Bill Taylor writes about how companies distinguish themselves by doing ordinary things in extraordinary ways. His words on the recent passing of Southwest Airlines founder Herb Kelleher at age 87 struck me.
Kelleher was, Taylor observed, "as smart as he was sassy, as competitive as he was human, as consequential as he was approachable."
In trying to delve beyond those observations that skim the surface traits of a man whose entrepreneurial offspring became one of America's greatest business case studies in success, Taylor landed on the following lesson to learn from Kelleher's achievement.
"You can create vast economic value based on genuine and generous human values, why what you hope to achieve in the marketplace must be reflected in what you build in the workplace, how in an age of disruption and transformation, simplicity and consistency matter most...
"To him, Southwest Airlines was never just a company. It was a cause. The goal was not just to keep fares low and fly to more cities.

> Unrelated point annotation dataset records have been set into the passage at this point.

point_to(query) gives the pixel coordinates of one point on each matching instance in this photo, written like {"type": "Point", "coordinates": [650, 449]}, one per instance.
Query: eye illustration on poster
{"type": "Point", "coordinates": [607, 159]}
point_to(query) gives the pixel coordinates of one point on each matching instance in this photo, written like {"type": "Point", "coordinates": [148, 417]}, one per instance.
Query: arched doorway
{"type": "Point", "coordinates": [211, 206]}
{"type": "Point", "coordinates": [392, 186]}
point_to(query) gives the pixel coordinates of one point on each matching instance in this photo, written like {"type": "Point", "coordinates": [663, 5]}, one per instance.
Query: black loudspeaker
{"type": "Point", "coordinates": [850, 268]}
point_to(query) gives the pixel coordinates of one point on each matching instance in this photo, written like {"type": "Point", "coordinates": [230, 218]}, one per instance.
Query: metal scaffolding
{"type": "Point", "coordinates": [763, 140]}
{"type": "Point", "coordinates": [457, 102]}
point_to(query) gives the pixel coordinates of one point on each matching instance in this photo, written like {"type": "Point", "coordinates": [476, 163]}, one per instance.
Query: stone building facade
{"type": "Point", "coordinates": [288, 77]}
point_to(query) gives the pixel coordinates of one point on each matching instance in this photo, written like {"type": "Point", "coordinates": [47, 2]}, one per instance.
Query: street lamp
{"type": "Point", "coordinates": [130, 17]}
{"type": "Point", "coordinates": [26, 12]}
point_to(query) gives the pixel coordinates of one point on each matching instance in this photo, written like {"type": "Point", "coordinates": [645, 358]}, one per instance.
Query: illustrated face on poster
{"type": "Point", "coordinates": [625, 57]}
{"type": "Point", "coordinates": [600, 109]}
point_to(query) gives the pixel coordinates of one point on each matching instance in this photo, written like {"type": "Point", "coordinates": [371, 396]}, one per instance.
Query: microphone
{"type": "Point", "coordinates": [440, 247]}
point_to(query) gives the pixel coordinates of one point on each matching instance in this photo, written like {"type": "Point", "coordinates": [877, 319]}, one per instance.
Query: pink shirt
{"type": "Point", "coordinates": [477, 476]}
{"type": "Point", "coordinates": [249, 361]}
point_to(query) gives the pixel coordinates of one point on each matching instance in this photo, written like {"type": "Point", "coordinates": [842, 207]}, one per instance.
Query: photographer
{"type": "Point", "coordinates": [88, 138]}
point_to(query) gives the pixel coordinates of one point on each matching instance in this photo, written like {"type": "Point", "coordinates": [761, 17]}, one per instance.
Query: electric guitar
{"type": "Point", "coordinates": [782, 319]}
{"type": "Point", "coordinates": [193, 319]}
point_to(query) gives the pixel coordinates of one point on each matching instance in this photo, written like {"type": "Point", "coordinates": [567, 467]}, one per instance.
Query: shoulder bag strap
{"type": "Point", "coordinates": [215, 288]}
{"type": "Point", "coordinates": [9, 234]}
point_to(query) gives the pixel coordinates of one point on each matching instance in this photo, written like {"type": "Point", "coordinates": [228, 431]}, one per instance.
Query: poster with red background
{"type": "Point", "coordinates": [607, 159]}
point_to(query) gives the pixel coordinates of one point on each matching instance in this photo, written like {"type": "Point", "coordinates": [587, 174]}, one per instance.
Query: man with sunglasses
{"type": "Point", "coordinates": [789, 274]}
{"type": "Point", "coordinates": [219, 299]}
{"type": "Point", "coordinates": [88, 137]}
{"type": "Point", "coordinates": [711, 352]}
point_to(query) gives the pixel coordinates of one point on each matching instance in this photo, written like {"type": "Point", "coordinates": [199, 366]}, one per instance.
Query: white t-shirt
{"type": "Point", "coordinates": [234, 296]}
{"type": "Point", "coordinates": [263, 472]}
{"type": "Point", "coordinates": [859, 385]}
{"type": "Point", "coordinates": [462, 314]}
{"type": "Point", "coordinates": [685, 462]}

The goal, in his words, was to “democratize the skies” — to make it as easy, affordable, and flexible, for average Americans to travel as it had always been for business travelers and the affluent."
It's this notion that "it's not what you sell, it's what you stand for," that ties in my mind, the legacy of Herb Kelleher and many of the people I'm honored to encounter and know in the home building, development, building materials, and investment world of residential construction.
Further, it's this, "Kelleher understood better than any CEO I ever met that your brand is the outward expression of your culture, and that your culture is the only platform that can sustain and renew your brand."
The reason I think Kelleher's life, his style, and his Harvard Business Review case-study incarnate in business strategy and culture resonate so profoundly is that I know people in the home building ecosystem who're built of the same DNA, and work to do for people and their housing options what Kelleher did for air travel.
To bring a lofty goal down to earth, and make it real.
In this day and age, where some of the bloom is off the rose of exponential technology's sheer, unimpeded impact in our lives, builders may take some encouragement from a Kelleher cardinal principle: "simplicity and consistency" matter most.
Too, as clouds of uncertainty, forces of volatility, and a disturbance to the generalized comfy blanket of confidence that "now is the right time to buy" wreak havoc with forecasts and near-term investment models, a cardinal principle of simplicity and consistency can be what sets builders apart, even from one another, as companies people who want a new home trust.
Trust, at the end of the day, makes people know and feel they're being smart in their choice of what to buy.
Each year, Lifestory Research announces the results of the annual America’s Most Trusted® Study today, a ranking of the most trusted brands in consumers’ lives. In the 7th year, more than 30,000 people rated over 300 brands to determine the most trusted brands.
“Our research shows that the brands that put people at the center of their business are earning trust,” said Eric Snider, President of Lifestory Research. “Brands that score high in our Trust Index understand that trust is foundational to business success. These brands operate with a pre-purchase focus in which they seek ways to convey capability, benevolence, and integrity--the bedrock conditions of trust."
Taylor Morrison, a multi-year winner in the Lifestory rankings, stood out, once again, as a leader among leaders among home builders the survey examined. William Lyon Homes, Toll Brothers, Woodside Homes, and Brookfield Homes also made the Lifestory's top five in the home builder category.
Among "active adult resort" builders, Shea Trilogy ranked No. 1 in a category that got 11,534 consumer responses, including a number of other builders in the category.
Here's where you can find a full-listing of Lifestory's 2019 "Most Trusted," as well as methodologies and survey details.
Now, every person at every company--big, medium-sized, and small--in the housing firmament knows that awards and surveys are one thing, and real-life results may be another matter altogether.
And it helps to know that the basis of trust--which makes a buyer feel and know he or she is being smart about a purchase--starts, as Kelleher's life proved, not with what you sell but what you stand for.